Allerdings kann die Aufsichtsbehörde keinen privatrechtlichen Rechtsstreit entscheiden, sondern nur Feststellungen darüber treffen, ob ein zum Eingreifen zwingender Missstand vorliegt. Für die Schlichtung von Streitigkeiten mit dem VU kann sich der VN (Verbraucher) auch an den Verein Versicherungsombudsmann e. V. mit Sitz in Berlin wenden Private Rechtsstreitigkeiten sind ansonsten den ordentlichen Gerichten Vorbehalten (z. B. der Streit, ob ein Vertrag tatsächlich zustande gekommen ist oder ob eine Obliegenheit grob fahrlässig verletzt wurde).
• Im Rahmen von Amtsprüfungen lässt sich die Aufsichtsbehörde auch AVBen vor.
legen (unsystematische AVB-Kontrolle im laufenden Geschäftsbetrieb).
Bei einer solchen Prüfung hat das VU überhaupt alle Druckstücke, die im Verkehr mit dem VN verwendet werden, vorzulegen. Die Aufsicht kontrolliert hier z. B., ob das VU seinen umfangreichen Belehrungspflichten nachgekommen ist.
• Die Aufsicht überwacht die Einhaltung der besonderen Wettbewerbsregeln, die in
der Versicherungswirtschaft oft über die Bestimmungen des UWG hinausgehen. Dazu gehört z.B. das Auspannungsverbot (Verbot, den VN dazu zu veranlassen, Versicherungsverträge vorzeitig aufzulösen).
• Außerdem sind auch noch einige Sondertatbestände aufsichtsbehördlicher
Kontrolle unterstellt. Das VAG nennt hier das Verbot von Sondervergütungen an die
VN (besonders das Provisionsabgabeverbot) und das Verbot von Begünstigungsverträgen.
Begünstigungen sind unzulässig, wenn sachlich nicht gerechtfertigte Preisnachlässe gewährt werden. In ähnlicher Richtung wirkt auch das Gleichbehandlungsprinzip in der Lebens- und substitutiven Krankenversicherung, d. h., bei gleichen Voraussetzungen dürfen Beiträge und Leistungen nur nach gleichen Grundsätzen bemessen werden. Allerdings stehen diese aufsichtsrechtlichen Prinzipien in gewissem Widerspruch zum Prinzip des Wettbewerbs.

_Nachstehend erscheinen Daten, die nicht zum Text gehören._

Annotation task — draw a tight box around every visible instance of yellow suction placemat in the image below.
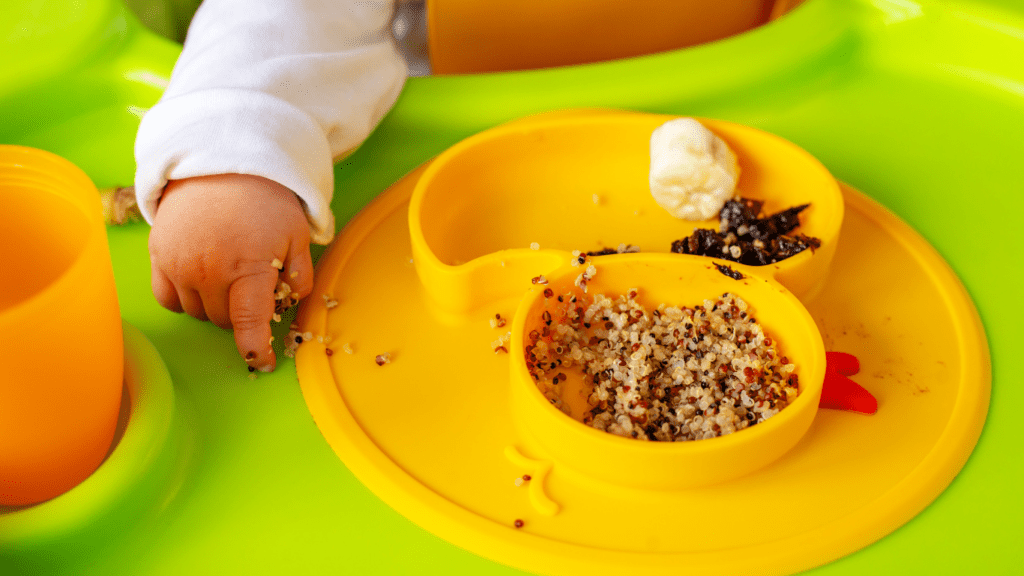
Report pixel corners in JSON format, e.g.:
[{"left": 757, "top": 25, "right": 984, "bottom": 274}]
[{"left": 296, "top": 121, "right": 988, "bottom": 576}]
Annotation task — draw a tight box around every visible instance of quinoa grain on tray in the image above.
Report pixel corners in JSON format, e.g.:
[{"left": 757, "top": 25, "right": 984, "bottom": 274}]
[{"left": 526, "top": 288, "right": 799, "bottom": 441}]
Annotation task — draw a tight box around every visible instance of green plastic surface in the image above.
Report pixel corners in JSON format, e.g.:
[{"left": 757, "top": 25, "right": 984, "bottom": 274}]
[{"left": 1, "top": 0, "right": 1021, "bottom": 574}]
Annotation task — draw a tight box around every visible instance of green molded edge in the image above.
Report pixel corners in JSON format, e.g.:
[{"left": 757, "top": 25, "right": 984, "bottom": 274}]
[{"left": 0, "top": 321, "right": 189, "bottom": 573}]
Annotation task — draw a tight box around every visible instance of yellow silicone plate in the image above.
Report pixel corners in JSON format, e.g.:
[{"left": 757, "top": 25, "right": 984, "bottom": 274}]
[{"left": 296, "top": 118, "right": 988, "bottom": 576}]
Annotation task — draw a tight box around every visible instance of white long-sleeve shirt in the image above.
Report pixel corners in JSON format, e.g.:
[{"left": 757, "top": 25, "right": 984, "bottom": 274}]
[{"left": 134, "top": 0, "right": 409, "bottom": 244}]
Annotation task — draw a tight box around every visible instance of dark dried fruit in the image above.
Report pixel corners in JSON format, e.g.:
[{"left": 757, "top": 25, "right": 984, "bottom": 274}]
[{"left": 671, "top": 197, "right": 821, "bottom": 265}]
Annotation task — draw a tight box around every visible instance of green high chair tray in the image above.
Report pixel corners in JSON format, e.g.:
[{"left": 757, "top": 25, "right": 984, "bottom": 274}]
[{"left": 0, "top": 0, "right": 1019, "bottom": 574}]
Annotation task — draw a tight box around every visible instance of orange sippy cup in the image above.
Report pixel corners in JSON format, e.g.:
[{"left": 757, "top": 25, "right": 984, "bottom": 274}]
[{"left": 0, "top": 146, "right": 124, "bottom": 506}]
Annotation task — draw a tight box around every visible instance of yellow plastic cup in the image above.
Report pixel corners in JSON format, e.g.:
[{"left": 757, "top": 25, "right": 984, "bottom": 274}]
[
  {"left": 0, "top": 146, "right": 124, "bottom": 506},
  {"left": 509, "top": 253, "right": 826, "bottom": 489}
]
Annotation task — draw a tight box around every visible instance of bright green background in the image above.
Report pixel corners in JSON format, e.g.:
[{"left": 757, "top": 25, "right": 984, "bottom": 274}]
[{"left": 1, "top": 0, "right": 1022, "bottom": 574}]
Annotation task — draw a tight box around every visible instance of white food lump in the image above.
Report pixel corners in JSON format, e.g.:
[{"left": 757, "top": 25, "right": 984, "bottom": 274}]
[{"left": 649, "top": 118, "right": 739, "bottom": 221}]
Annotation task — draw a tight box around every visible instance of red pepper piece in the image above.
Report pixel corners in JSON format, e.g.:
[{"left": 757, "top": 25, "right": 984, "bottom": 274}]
[
  {"left": 825, "top": 351, "right": 860, "bottom": 377},
  {"left": 819, "top": 352, "right": 877, "bottom": 414}
]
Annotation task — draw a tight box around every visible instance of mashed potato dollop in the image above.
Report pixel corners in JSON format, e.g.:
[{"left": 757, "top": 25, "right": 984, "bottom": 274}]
[{"left": 649, "top": 118, "right": 739, "bottom": 221}]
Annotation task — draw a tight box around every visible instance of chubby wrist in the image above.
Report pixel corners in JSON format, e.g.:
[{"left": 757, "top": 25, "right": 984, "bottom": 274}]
[{"left": 159, "top": 174, "right": 305, "bottom": 215}]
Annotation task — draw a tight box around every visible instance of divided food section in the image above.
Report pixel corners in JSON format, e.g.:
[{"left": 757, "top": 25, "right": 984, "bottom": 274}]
[
  {"left": 508, "top": 252, "right": 827, "bottom": 490},
  {"left": 409, "top": 112, "right": 843, "bottom": 315},
  {"left": 409, "top": 111, "right": 837, "bottom": 491}
]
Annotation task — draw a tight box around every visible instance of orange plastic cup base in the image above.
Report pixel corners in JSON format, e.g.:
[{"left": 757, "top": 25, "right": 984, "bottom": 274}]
[{"left": 0, "top": 146, "right": 124, "bottom": 506}]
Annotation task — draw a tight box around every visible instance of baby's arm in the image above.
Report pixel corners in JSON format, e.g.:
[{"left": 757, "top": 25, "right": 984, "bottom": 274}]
[{"left": 135, "top": 0, "right": 407, "bottom": 371}]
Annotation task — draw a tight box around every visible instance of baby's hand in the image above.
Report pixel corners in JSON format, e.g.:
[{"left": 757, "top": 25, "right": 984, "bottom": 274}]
[{"left": 148, "top": 174, "right": 314, "bottom": 372}]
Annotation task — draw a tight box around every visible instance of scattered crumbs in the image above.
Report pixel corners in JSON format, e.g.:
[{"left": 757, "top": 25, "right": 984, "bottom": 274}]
[
  {"left": 282, "top": 330, "right": 316, "bottom": 359},
  {"left": 531, "top": 275, "right": 548, "bottom": 285},
  {"left": 375, "top": 353, "right": 391, "bottom": 366},
  {"left": 248, "top": 373, "right": 258, "bottom": 381},
  {"left": 715, "top": 263, "right": 745, "bottom": 280},
  {"left": 322, "top": 294, "right": 339, "bottom": 309},
  {"left": 530, "top": 242, "right": 540, "bottom": 251},
  {"left": 343, "top": 342, "right": 355, "bottom": 354},
  {"left": 570, "top": 250, "right": 582, "bottom": 268},
  {"left": 581, "top": 244, "right": 641, "bottom": 258},
  {"left": 274, "top": 279, "right": 299, "bottom": 319},
  {"left": 514, "top": 477, "right": 524, "bottom": 487},
  {"left": 574, "top": 264, "right": 597, "bottom": 292},
  {"left": 290, "top": 270, "right": 298, "bottom": 278},
  {"left": 272, "top": 313, "right": 282, "bottom": 323},
  {"left": 592, "top": 193, "right": 601, "bottom": 205},
  {"left": 284, "top": 329, "right": 303, "bottom": 358},
  {"left": 491, "top": 331, "right": 512, "bottom": 353},
  {"left": 501, "top": 260, "right": 506, "bottom": 267},
  {"left": 271, "top": 258, "right": 284, "bottom": 270},
  {"left": 490, "top": 313, "right": 507, "bottom": 329}
]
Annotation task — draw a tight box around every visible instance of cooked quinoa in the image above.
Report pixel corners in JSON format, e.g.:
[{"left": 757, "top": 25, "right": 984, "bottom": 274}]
[
  {"left": 283, "top": 326, "right": 313, "bottom": 358},
  {"left": 526, "top": 289, "right": 799, "bottom": 441},
  {"left": 274, "top": 279, "right": 299, "bottom": 319}
]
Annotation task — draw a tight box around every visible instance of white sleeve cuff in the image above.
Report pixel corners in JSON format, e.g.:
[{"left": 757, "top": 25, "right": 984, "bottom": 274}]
[{"left": 134, "top": 88, "right": 337, "bottom": 245}]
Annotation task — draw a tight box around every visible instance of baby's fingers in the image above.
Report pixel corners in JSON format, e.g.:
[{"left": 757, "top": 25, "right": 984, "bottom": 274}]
[
  {"left": 284, "top": 241, "right": 315, "bottom": 301},
  {"left": 229, "top": 269, "right": 279, "bottom": 372},
  {"left": 178, "top": 287, "right": 208, "bottom": 322},
  {"left": 151, "top": 261, "right": 183, "bottom": 313},
  {"left": 199, "top": 286, "right": 232, "bottom": 330}
]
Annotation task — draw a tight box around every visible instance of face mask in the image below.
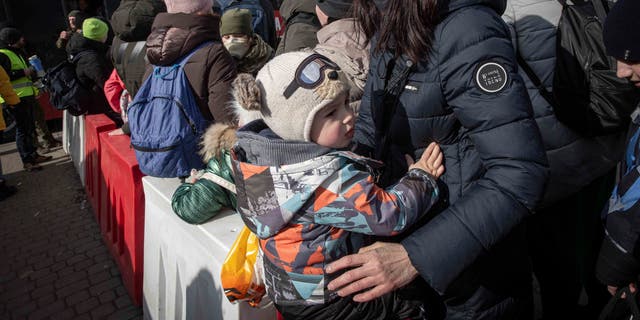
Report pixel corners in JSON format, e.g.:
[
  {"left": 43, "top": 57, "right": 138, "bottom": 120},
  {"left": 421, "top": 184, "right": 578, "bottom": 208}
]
[{"left": 223, "top": 37, "right": 250, "bottom": 59}]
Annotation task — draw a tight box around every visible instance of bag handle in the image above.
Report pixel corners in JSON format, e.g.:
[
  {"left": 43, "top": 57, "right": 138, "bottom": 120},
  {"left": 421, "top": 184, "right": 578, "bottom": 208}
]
[
  {"left": 599, "top": 286, "right": 640, "bottom": 320},
  {"left": 200, "top": 172, "right": 237, "bottom": 194},
  {"left": 591, "top": 0, "right": 609, "bottom": 24}
]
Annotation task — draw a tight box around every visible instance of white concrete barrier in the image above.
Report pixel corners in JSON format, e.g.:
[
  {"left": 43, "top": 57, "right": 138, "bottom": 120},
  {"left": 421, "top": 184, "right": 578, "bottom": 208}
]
[
  {"left": 142, "top": 176, "right": 277, "bottom": 320},
  {"left": 62, "top": 111, "right": 85, "bottom": 185}
]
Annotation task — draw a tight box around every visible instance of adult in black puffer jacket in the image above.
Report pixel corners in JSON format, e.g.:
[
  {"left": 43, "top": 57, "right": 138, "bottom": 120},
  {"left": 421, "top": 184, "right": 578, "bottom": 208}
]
[
  {"left": 503, "top": 1, "right": 624, "bottom": 316},
  {"left": 66, "top": 19, "right": 120, "bottom": 124},
  {"left": 325, "top": 0, "right": 549, "bottom": 318},
  {"left": 110, "top": 0, "right": 166, "bottom": 97}
]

• Verboten ist auch die Verbindung von Darlehens- und Versicherungsgeschäften,
wenn die Versicherungssumme den Darlehensbetrag übersteigt.
Im Rahmen der Finanzaufsicht hat die Aufsichtsbehörde auf die wirtschaftliche Sicherstellung der dauernden Erfüllbarkeit aller Verpflichtungen aus den Versicherungsverträgen zu achten, insbesondere auf
• die Bildung ausreichender versicherungstechnischer Rückstellungen und deren
Anlage in entsprechend geeigneten Vermögenswerten.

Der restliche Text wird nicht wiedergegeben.